This repository presents three case studies of applying Machine Learning to text data. The examples include text summarisation, matching questions to FAQ, and answering comprehension questions. In each of these, the business motivation is first presented, followed by a high level presentation of the Machine Learning idea behind the solution.
The presented solutions completely run in a web browser, removing the costs, risks, and overhead of operating servers. The source code for all use cases is available in the repository.
The productivity gains enabled by Artificial Intelligence (AI) are almost undisputed. Most people now recognise the need to adopt AI in their organisations. This ambition, however, is usually deterred by a lack of experience and the technical debt created by these solutions.
The three Javascript applications presented here show that practical AI solutions can be implemented as front end applications using open source technology. This means that such solutions can be implemented with minimal disruption to the existing IT infrastructure and workforce.
Large volumes of text are a common occurrence in many disciplines. Identifying and extracting a summary of a large document is a common task that can potentially save time if automated.
Extracting a text summary from an article using Machine learning. The user selects the desired number of sentences to represent the text. The summary is presented at the bottom of the page. The sample article is from abc.net.au.
Go to https://elqadi.net/summary, and try summarising the input text to the desired number of sentences. You can change the input text.
At a high level, the main idea is to convert sentences into a numerical representation. These numerical vectors, called *embeddings, numerically encode the meaning, a.k.a semantics, of the sentence.
By grouping, that is clustering, the embedding vectors into a number of clusters, each cluster consists of the embeddings that are closer to each other. In other words, sentences are grouped into ideas. In the next step, the central embedding from each group is selected, and the corresponding sentences are returned to the user arranged by their order in the input text.
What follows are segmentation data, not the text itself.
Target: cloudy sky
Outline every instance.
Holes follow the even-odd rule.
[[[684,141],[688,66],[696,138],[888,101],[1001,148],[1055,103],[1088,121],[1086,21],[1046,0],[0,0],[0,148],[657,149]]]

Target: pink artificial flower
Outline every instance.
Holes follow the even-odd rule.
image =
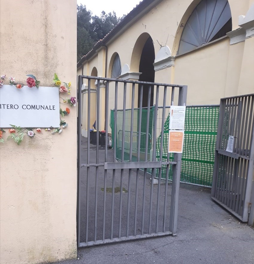
[[[29,131],[27,131],[27,136],[34,136],[34,133],[33,133],[33,131],[32,131],[32,130],[30,130]]]
[[[31,88],[35,86],[35,80],[31,77],[28,77],[27,79],[27,84],[29,87]]]
[[[77,103],[77,99],[76,97],[74,96],[72,96],[70,99],[71,100],[71,102],[75,106]]]

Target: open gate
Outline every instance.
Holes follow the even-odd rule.
[[[178,102],[176,105],[185,105],[187,88],[186,86],[78,76],[78,247],[176,234],[182,154],[175,154],[173,161],[169,161],[168,155],[167,161],[163,161],[162,146],[166,105],[170,105],[175,101]],[[148,107],[151,105],[152,89],[156,93],[154,105]],[[92,101],[95,90],[96,99]],[[144,108],[142,107],[143,92],[148,95]],[[140,110],[138,114],[134,114],[134,109],[138,105],[140,109],[146,109],[145,116],[142,116],[144,111]],[[157,113],[160,106],[163,117],[159,126],[162,128],[162,147],[158,160],[156,152],[148,150],[149,146],[152,146],[152,150],[156,149],[156,131],[159,127],[157,115],[153,117],[152,135],[146,133],[144,136],[141,122],[144,116],[146,131],[150,131],[150,109],[154,107]],[[108,136],[111,135],[108,130],[111,108],[123,111],[120,143],[113,136],[118,131],[117,111],[114,112],[115,125],[111,132],[115,146],[113,149],[108,147]],[[130,118],[127,118],[125,113],[128,108],[131,109],[131,114]],[[90,132],[94,122],[91,116],[95,113],[97,130]],[[129,131],[125,129],[127,123],[130,124]],[[82,136],[85,127],[87,138]],[[103,134],[102,129],[105,131]],[[90,142],[91,136],[95,135],[93,145]],[[105,146],[102,143],[104,140],[100,138],[102,136]],[[129,136],[129,145],[126,145],[125,140],[127,136]],[[141,148],[144,142],[145,147]],[[116,159],[117,144],[121,145],[120,161]],[[129,161],[124,162],[126,155]],[[144,162],[140,161],[141,156],[141,160],[144,158]],[[172,167],[172,185],[167,184],[167,180],[166,184],[160,184],[163,165],[166,166],[168,170],[170,165]],[[147,173],[148,169],[151,175]],[[156,185],[153,184],[155,170],[160,172]]]
[[[221,99],[212,189],[212,199],[244,222],[253,208],[254,103],[253,94]]]

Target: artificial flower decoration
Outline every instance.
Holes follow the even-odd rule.
[[[55,85],[58,86],[59,88],[60,93],[66,93],[68,92],[68,94],[71,94],[71,89],[70,88],[71,84],[71,82],[67,83],[67,82],[61,82],[59,80],[59,78],[56,73],[55,73],[53,79],[53,82]]]
[[[22,84],[17,84],[16,85],[16,87],[18,89],[21,89],[23,86],[24,85]]]
[[[68,99],[68,102],[70,104],[71,106],[76,106],[77,99],[75,96],[72,96],[70,99]]]
[[[4,74],[4,75],[1,75],[0,78],[0,88],[4,85],[4,80],[5,79],[5,77],[6,75]]]
[[[32,130],[29,130],[29,131],[27,131],[27,135],[28,136],[34,136],[34,133],[33,133],[33,131],[32,131]]]
[[[60,93],[66,93],[68,90],[68,88],[64,85],[61,85],[60,86],[60,89],[59,89],[59,91]]]
[[[27,76],[28,76],[27,79],[27,86],[30,88],[35,87],[39,88],[39,85],[41,82],[36,79],[35,76],[33,74],[27,74]]]

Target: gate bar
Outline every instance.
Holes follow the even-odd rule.
[[[122,139],[122,161],[124,160],[124,142],[125,136],[125,112],[126,108],[126,83],[125,82],[123,85],[123,135]],[[116,108],[117,109],[117,108]],[[115,135],[115,137],[116,136]],[[123,203],[123,169],[121,170],[121,181],[120,184],[120,208],[119,214],[119,238],[121,238],[121,228],[122,225],[122,207]],[[113,192],[114,191],[113,190]]]
[[[78,79],[78,89],[77,89],[77,97],[78,97],[78,116],[77,120],[77,211],[76,215],[77,218],[77,243],[78,246],[79,246],[80,243],[80,232],[79,230],[80,229],[80,202],[81,200],[81,196],[80,188],[81,186],[81,177],[80,176],[80,168],[79,166],[81,161],[81,109],[80,105],[81,103],[81,82],[82,79],[81,77],[79,76]]]
[[[116,82],[115,84],[115,111],[114,113],[114,115],[115,125],[114,127],[114,161],[115,162],[116,158],[116,145],[117,145],[117,111],[116,109],[117,109],[117,97],[118,90],[118,82]],[[114,205],[115,199],[115,180],[116,177],[116,170],[113,170],[113,176],[112,179],[112,202],[111,205],[111,239],[113,238],[113,228],[114,228]]]
[[[108,161],[108,81],[107,81],[105,87],[105,123],[106,133],[105,135],[105,162]],[[106,192],[107,189],[107,170],[104,168],[104,193],[103,193],[103,223],[102,224],[102,240],[105,239],[105,222],[106,214]]]
[[[178,105],[186,105],[187,96],[187,86],[186,85],[184,85],[179,89]],[[177,163],[172,166],[173,178],[169,219],[169,230],[172,232],[173,235],[175,235],[176,234],[181,160],[182,153],[174,154],[174,161],[177,162]]]
[[[130,161],[131,162],[132,161],[132,133],[133,131],[133,120],[134,116],[134,99],[135,93],[135,84],[132,84],[132,89],[131,93],[131,139],[130,142]],[[123,151],[123,150],[122,150]],[[124,150],[123,150],[124,151]],[[128,184],[128,200],[127,209],[127,224],[126,230],[126,237],[128,237],[129,236],[129,220],[130,214],[130,202],[131,198],[131,169],[129,169],[129,182]]]

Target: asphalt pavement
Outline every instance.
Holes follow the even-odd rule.
[[[93,146],[91,148],[91,155],[95,156],[95,148]],[[100,148],[100,151],[104,151],[103,147]],[[82,148],[82,158],[85,162],[85,144]],[[103,156],[100,158],[103,159]],[[99,175],[102,173],[100,172]],[[150,176],[146,176],[148,188]],[[85,185],[84,181],[82,184]],[[170,190],[171,185],[169,186]],[[55,263],[253,264],[254,229],[212,200],[210,191],[180,184],[176,236],[168,235],[80,248],[77,259]],[[82,200],[84,206],[85,196]],[[102,210],[103,203],[98,202],[98,211]]]

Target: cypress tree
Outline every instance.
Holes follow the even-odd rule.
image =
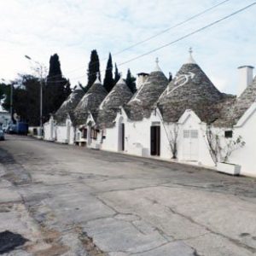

Most websites include a frequently asked questions (FAQ) section that aims to help site visitors with questions they might have. Searching for the right question-answer pair can be challenging for some users, especially with larger lists. A search function in the website can find some keywords in the FAQ list. A search facility that matches the semantics of the user question to potential FAQ entries could provide a better user experience.
FAQ search in action. The FAQ knowledge base uses the word “programmer” for a software worker, and associates “developer” with real estate. The answers at the bottom demonstrate how the program performs semantic matching (i.e. by meaning) rather than syntactic (by keyword); asking about a coder correctly returns the “programmer entry” and asking about a builder returns the “real estate developer” entry.
Go to https://elqadi.net/faq, and try the following questions
- What is a software developer?
Note that the word developer is mentioned only with realestate developer - What is a coder?
Note that the word coder is not given in the Knowledge base - who develops code?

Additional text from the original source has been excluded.